タレントの梅宮アンナが16日、大阪市内で行われた「MBSちゃやまちキャンサーフォーラム2025」に登壇した。

 同イベントは、2011年に毎日放送の有志で始まったがん啓発キャンペーンの活動の一つ。15年から認定NPO法人キャンサーネットジャパン(CNJ)と共同で開催され、今回で11回目を迎えた。

 この日は24年8月にステージ3Aの乳がん(浸潤性小葉がん)と診断され、同年11月に右胸の全摘出手術をした梅宮が特別ゲストとして登壇した。

 ピンクブロンドのウイッグに、真っ赤なセーターを合わせた装いで登場した梅宮は「月1回、外来で血液検査をしています。毎月腫瘍マーカー(検査)の結果が怖い」と現在の心境を告白。

 そして「病気になる前は『私、おひとりさまでこの先の人生、いいです』というふうに言っていたんです。ところが病気になった時に、考え方が自然に変わっていくんです。『このまま独りなのかな』って心細くなっちゃって、病院に行くと夫婦が目に入ってくる。『いいな』って」と明かした。

 そんな中、デザイナーの世継恭規氏と出会い、今年5月に再婚した。この日も世継氏と東京から来場したという。

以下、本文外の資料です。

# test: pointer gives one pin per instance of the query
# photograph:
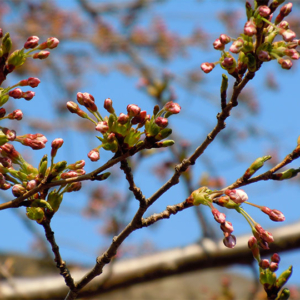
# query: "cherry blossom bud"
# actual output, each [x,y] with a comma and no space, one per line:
[41,55]
[16,93]
[249,29]
[108,105]
[33,82]
[133,110]
[2,112]
[273,267]
[264,264]
[28,95]
[226,227]
[161,122]
[264,11]
[207,67]
[52,42]
[219,217]
[218,45]
[31,185]
[225,39]
[275,258]
[16,115]
[94,155]
[31,42]
[123,119]
[229,241]
[238,196]
[102,127]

「同級生の紹介で会って、意気投合しました。旦那さんも病気をしているところだったんで、たまたま飲んでる薬が一緒だったんです」と振り返った。

 続けて「『あと自分たちはどれだけ生きられるのかな』と話していたので、『じゃあ、残りの人生を一緒にいなきゃいけないよね』と結婚になった。どちらかが元気だったら分かり合えないと思います」。

 現在、抗がん剤を飲みながら仕事をこなしている。自身の闘病経験を生かし、患者用の下着を開発。来年2月リリース予定だ。

 今後の目標は「テッドスピーチ(世界中の著名人によるさまざまな講演会)ができる人を目指します」と目を輝かせ「夫婦でもお手本になれたらいいなと思ってます」。

 その上で「自分は今、タレントという感覚ではないので文化人枠に行きたい。がんを経験している一人の人間として、ここに来ているし、自分の職業のところにタレントと書くのは違う気がする。これからは(講演会に)来てくれた人と対談したいです」と未来を見据えた。